(c) 2017 Rev. Dr. Curtis I. Crenshaw, Th.D.
Anglicans are people of two books, the Book of Common Prayer, which we use for private and public worship, and the Bible, which is the only infallible standard for salvation and life. The Book of Common Prayer quotes the Bible about 70% of the time, and the rest of the time, it summarizes or alludes to the Bible.
But what is the Bible? It is God’s revelation to us through His prophets and apostles, which means it is supernatural in origin. At one time in the USA, to win a dispute one need only quote the Bible, but today there is no authority but what the culture thinks at the moment.
The Bible is the only infallible standard for God and morality in the world. We know it is accurate because it has predicted the future, such as the birth, death, and especially the resurrection of Jesus Christ from the dead. The bodily resurrection of Christ is historically accurate and can be easily proved.
The Bible is everlasting in duration. People have tried to burn it, destroy it, deny it, make fun of it, but it is still the number one best seller each year.

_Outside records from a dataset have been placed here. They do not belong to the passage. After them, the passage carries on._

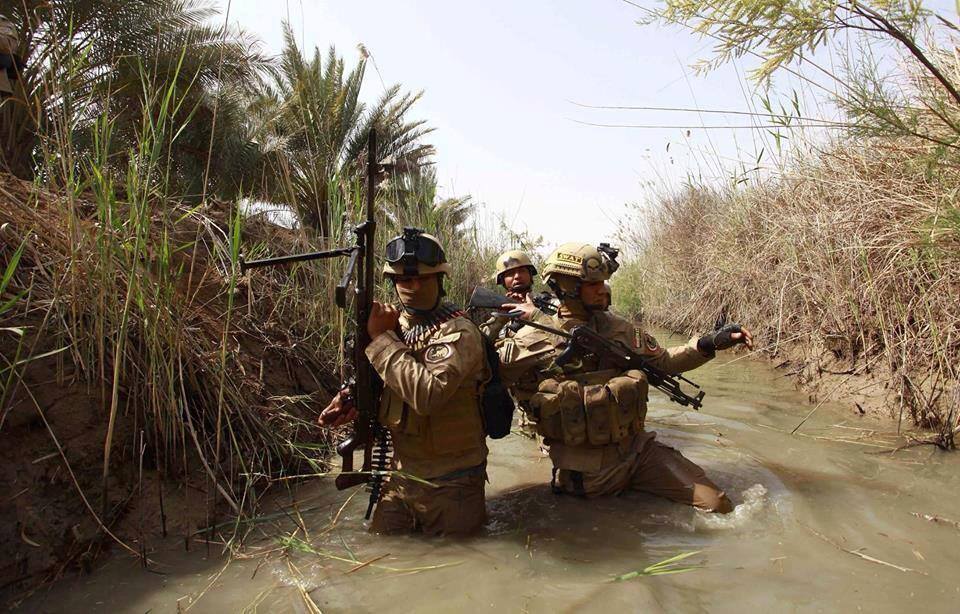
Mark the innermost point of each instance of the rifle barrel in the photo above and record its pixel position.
(331, 253)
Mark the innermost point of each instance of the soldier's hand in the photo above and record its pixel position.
(523, 310)
(340, 410)
(725, 338)
(382, 318)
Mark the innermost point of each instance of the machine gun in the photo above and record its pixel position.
(583, 341)
(364, 383)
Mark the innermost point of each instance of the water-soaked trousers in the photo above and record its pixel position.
(650, 467)
(449, 505)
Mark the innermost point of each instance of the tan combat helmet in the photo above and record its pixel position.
(581, 261)
(415, 253)
(513, 259)
(9, 44)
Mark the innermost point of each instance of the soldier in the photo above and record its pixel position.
(515, 272)
(433, 365)
(591, 416)
(10, 62)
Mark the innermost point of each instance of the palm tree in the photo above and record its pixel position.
(90, 58)
(411, 200)
(313, 130)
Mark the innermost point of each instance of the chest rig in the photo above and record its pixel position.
(586, 403)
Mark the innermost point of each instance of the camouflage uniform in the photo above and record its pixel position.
(592, 415)
(434, 370)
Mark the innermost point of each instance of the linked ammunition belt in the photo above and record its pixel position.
(415, 336)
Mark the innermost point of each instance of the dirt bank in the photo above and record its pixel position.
(79, 302)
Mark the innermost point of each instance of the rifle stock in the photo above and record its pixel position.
(488, 299)
(582, 341)
(364, 383)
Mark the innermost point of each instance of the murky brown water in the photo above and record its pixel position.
(545, 553)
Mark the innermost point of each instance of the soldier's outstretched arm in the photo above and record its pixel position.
(694, 353)
(676, 359)
(426, 386)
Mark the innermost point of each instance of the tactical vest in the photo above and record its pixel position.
(591, 409)
(452, 437)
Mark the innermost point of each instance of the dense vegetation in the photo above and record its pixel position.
(143, 151)
(845, 256)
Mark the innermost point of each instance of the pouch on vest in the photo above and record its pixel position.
(548, 403)
(629, 408)
(496, 402)
(598, 403)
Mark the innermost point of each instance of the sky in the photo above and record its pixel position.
(502, 80)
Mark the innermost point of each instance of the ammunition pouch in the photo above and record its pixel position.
(593, 409)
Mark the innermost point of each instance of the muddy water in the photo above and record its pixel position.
(823, 523)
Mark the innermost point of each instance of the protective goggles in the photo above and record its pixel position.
(412, 248)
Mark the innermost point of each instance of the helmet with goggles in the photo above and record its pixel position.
(415, 253)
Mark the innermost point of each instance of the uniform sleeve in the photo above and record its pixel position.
(426, 385)
(492, 326)
(675, 359)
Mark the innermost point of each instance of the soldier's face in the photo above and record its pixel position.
(517, 279)
(594, 294)
(418, 291)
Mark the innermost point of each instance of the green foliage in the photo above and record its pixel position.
(87, 59)
(314, 129)
(662, 568)
(783, 35)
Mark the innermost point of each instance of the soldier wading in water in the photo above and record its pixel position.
(590, 415)
(515, 272)
(433, 365)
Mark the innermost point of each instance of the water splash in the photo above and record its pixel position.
(749, 511)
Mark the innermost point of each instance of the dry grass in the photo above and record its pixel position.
(851, 254)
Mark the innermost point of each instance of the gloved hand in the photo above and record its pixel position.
(725, 338)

The Bible is sufficient for salvation, which means it is all we need to know God and receive the free gift of forgiveness of sins. In other words, the Bible is not only necessary, it is enough. As The Thirty-Nine Articles of Religion states, which is the doctrinal standard for Anglicans (or should be), “Holy Scripture containeth all things necessary to salvation: so that whatsoever is not read therein, nor may be proved thereby, is not to be required of any man, that it should be believed as an article of the Faith, or be thought requisite or necessary to salvation.”
The Bible is Christological in subject, meaning that the Lord Jesus Christ is the main theme of the whole Bible. We come to know Him through the pages of holy writ. Again, The Thirty-Nine Articles states, “They also are to be accursed that presume to say, ‘That every man shall be saved by the Law or Sect which he professes, so that he be diligent to frame his life according to the Law and Light of Nature.’ For the Holy Scripture doth set out unto us only the Name of Jesus Christ whereby men must be saved” (Acts 3:12).
The Bible is personal in application, which means we can rely on it not only for our salvation but also for everyday living. God has given us the Ten Commandments, not the Ten Suggestions, and these are imminently practical.
The Bible is inspired in its totality, which means that every part is equally infallible. One passage of Holy Scripture cannot contradict another passage, so that we use Scripture to interpret Scripture.
The Church is the custodian of the Bible, protecting it from corruption, though today we have been very derelict in our duty. But The Thirty-Nine Articles states that “the Church be a witness and keeper of Holy Writ.” But that does not mean that the Church has authority over the Bible; rather, the Bible holds the Church accountable. Again, The Thirty-Nine Articles proclaims: “. . . it is not lawful for the Church to ordain anything that is contrary to God’s Word written, neither to so expound one place of Scripture, that it be repugnant to another.” The Bible stands in judgment not only over the Church but also over culture.
In our day, both the Book of Common Prayer and the Bible have been sorely compromised. There used to be basically just one Book of Common Prayer, but today there are many versions, some that do not have the confession of sins in the worship or that compromise the prayer of consecration for Holy Communion. Then the Bible has been watered down by so many translations that are not true to the original Hebrew or Greek that many people are confused. Is it any wonder that few people take a Bible to church when most churches have not settled on a translation, or if they do use one version, it is often paraphrased. We must be of the opinion that when the Bible declares something, let all the earth keep silence, for God has spoken. AMEN.